Protective anti‐prion antibodies in human immunoglobulin repertoires

A

Schematic workflow for the HTS of patient plasma samples for anti‐PrP autoantibodies.

B

Age pyramid, separated for females and males, of the 37,894 unselected hospital patients tested in the HTS.

C

Boxplot with half‐violin plot displaying the distribution of autoantibody reactivity in 48,718 plasma samples. Twenty‐seven samples over the reactivity threshold of −log(EC50) ≥ 2 and fitting error < 20% were considered as hits in the primary screen. Black dots correspond to single samples. The boxplot divides the dataset into three quartiles. The box extends from the first to the third quartile values of the dataset, with a line at the median. Whiskers show the range of the data (minimum and maximum).

D

Frequency distribution of hits based on age.

E

Heat map representation for the validation of the hits from the primary screen (21 out of 27 hits).

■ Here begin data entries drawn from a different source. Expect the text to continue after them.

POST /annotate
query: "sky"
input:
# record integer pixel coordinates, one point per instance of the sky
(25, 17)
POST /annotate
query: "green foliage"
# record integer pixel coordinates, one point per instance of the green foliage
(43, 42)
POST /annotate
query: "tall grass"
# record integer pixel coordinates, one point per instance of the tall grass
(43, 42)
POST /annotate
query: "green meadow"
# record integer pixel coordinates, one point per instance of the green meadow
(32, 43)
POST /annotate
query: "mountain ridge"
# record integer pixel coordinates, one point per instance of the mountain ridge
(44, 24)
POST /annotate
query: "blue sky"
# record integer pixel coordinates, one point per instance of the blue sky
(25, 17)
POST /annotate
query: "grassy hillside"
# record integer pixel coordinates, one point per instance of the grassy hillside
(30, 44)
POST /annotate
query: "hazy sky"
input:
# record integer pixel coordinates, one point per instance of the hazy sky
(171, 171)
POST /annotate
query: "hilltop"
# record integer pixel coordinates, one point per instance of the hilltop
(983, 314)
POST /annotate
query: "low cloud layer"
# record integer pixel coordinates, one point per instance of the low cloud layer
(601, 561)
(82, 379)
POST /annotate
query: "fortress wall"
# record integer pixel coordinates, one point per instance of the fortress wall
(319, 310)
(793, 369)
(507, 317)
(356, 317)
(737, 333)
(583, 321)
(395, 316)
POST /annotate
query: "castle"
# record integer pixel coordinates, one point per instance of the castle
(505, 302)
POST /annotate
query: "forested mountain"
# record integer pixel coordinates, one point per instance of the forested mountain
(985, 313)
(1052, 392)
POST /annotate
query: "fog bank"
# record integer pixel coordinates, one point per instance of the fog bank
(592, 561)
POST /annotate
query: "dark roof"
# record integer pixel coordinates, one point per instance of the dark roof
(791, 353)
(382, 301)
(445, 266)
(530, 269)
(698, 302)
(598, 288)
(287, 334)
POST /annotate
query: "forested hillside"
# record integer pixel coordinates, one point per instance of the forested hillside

Confirmed hits displayed selective reactivity against human recPrP_23‐230. Controls: Patients #11–13, ApoE4 and BSA. Red: high reactivity; blue: low reactivity.

F

Heat maps representing autoantibody clonality of hits analyzed by ELISA. Autoantibodies were mostly constituted by lambda light chains (λ), while the kappa light chains (κ) showed prevalence in the total IgG fraction.

G

Determination of antibody reactivity (‐log(EC50)) for three individuals at two different time points. Individuals were selected by displaying strong anti‐PrP IgG reactivity in the first test (Time 1). Reactivity was maintained for even more than one year (Time 2).

H

Purified IgGs from patients with strong anti‐PrP reactivity were tested against PrP variants and BSA (negative control) in dose‐dependent ELISAs. Patient #5 and Patient #6 showed binding mostly to the human recPrP_121‐230. Patient #1 displayed a polyreactive pattern with binding to the human recPrP_121‐230 and mouse recPrP_23–110.

Figure 5. Identification of anti‐PrP autoantibodies in an unselected hospital patient cohort.